Because whilst it’s true that I am fairly stoic on the outside and I don’t walk around moaning to everyone about how tough life is and ‘how hard it is to be creative’, I do have a good old moan to myself. On a pretty regular basis.
The moan may be over in a split second. I might not lie on the sofa all day bemoaning my fate (though that has been known to happen). But on a daily basis I will probably tell myself something along the lines of; “Sheesh, this is so tough! …Why am I doing this? …Why is this so hard? …What’s wrong with me? …Surely this shouldn’t be so damn DIFFICULT!” As if I am the only person in the world to struggle to complete a novel or come up with the right idea for a picture book.
EG says it’s simple. Tell yourself, “I enjoy my creativity.”
This is what she did from an early age: “I proclaimed that I enjoyed every single aspect of my creative endeavours – the agony and the ecstasy, the success and the failure, the joy and the embarrassment, the dry spells and the grind and the stumble and the confusion and the stupidity of it all.”
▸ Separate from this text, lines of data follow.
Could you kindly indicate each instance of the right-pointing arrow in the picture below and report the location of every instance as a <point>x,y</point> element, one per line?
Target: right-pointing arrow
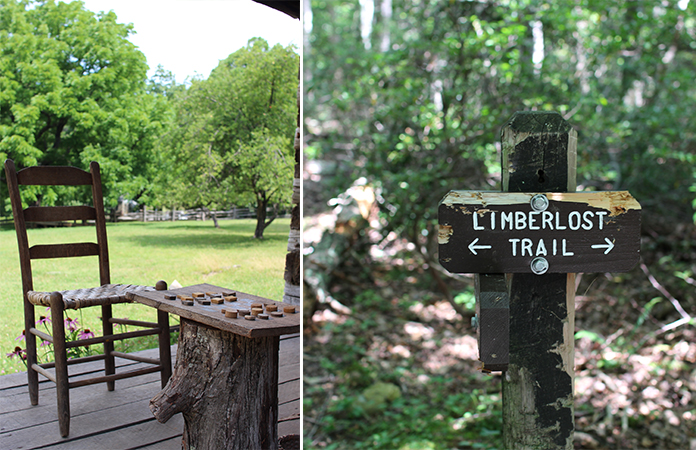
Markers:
<point>473,247</point>
<point>609,245</point>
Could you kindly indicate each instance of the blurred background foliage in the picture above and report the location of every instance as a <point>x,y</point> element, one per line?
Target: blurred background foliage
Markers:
<point>406,100</point>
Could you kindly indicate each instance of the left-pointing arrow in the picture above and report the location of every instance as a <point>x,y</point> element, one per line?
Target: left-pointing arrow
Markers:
<point>473,247</point>
<point>609,245</point>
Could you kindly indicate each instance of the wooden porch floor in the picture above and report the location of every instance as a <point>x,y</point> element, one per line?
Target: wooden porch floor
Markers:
<point>120,419</point>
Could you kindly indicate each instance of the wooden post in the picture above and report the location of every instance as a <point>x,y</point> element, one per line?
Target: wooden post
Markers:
<point>539,155</point>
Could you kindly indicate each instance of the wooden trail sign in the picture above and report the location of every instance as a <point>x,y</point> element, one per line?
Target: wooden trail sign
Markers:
<point>494,232</point>
<point>525,245</point>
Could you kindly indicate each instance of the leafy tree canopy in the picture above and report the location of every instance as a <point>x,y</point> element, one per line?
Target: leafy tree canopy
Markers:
<point>72,90</point>
<point>230,141</point>
<point>416,95</point>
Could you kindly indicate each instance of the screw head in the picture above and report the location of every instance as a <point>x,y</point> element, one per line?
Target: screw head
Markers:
<point>539,265</point>
<point>539,202</point>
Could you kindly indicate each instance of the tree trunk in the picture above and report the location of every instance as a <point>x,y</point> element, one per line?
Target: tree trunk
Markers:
<point>261,205</point>
<point>226,387</point>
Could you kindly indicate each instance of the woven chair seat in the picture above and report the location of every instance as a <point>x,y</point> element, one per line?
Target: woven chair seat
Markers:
<point>82,298</point>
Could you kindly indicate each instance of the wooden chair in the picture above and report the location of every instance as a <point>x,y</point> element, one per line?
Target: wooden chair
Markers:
<point>104,295</point>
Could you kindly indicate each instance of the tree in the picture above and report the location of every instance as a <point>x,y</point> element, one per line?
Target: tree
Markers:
<point>231,138</point>
<point>72,90</point>
<point>421,115</point>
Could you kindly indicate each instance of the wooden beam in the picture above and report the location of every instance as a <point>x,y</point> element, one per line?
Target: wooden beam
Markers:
<point>539,155</point>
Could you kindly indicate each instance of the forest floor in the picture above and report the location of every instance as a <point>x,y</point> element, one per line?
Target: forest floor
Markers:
<point>390,364</point>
She told herself (and anyone else that would listen) that she was committed to living a creative life – not in order to become famous, or to prove that she was worthy, or to save the world… “but simple because I liked it.”
I love that! I love the idea of falling in love with creativity (or should I say ‘fall back in love’ as we had no problem with loving it when we were kids).
One more thing. Again, it’s from Big Magic. Please read it if you haven’t already.
A young, struggling film maker once wrote a letter to his hero, Werner Herzog (a great German film director), complaining about how difficult it was to make films in the world. This was the reply he received:
“Quit your complaining. It’s not the world’s fault that you wanted to be an artist. It’s not the world’s job to enjoy the films you make, and it’s certainly not the world’s obligation to pay for your dreams. Nobody wants to hear it. Steal a camera if you must, but stop whining and get back to work.”
Over the past few weeks I have been tweaking two picture books texts, which I wrote several years ago. In between the joyful moments, when things are coming together, I whinge to myself about how hard it is, as if this is a valid reason to stop, put down my pen, and go no further.
That’s why I wanted to share this and write this post.
For me, genuinely, Big Magic and ‘Stop whining and get back to work’ are the most important words I have read all year. (And I read a lot.)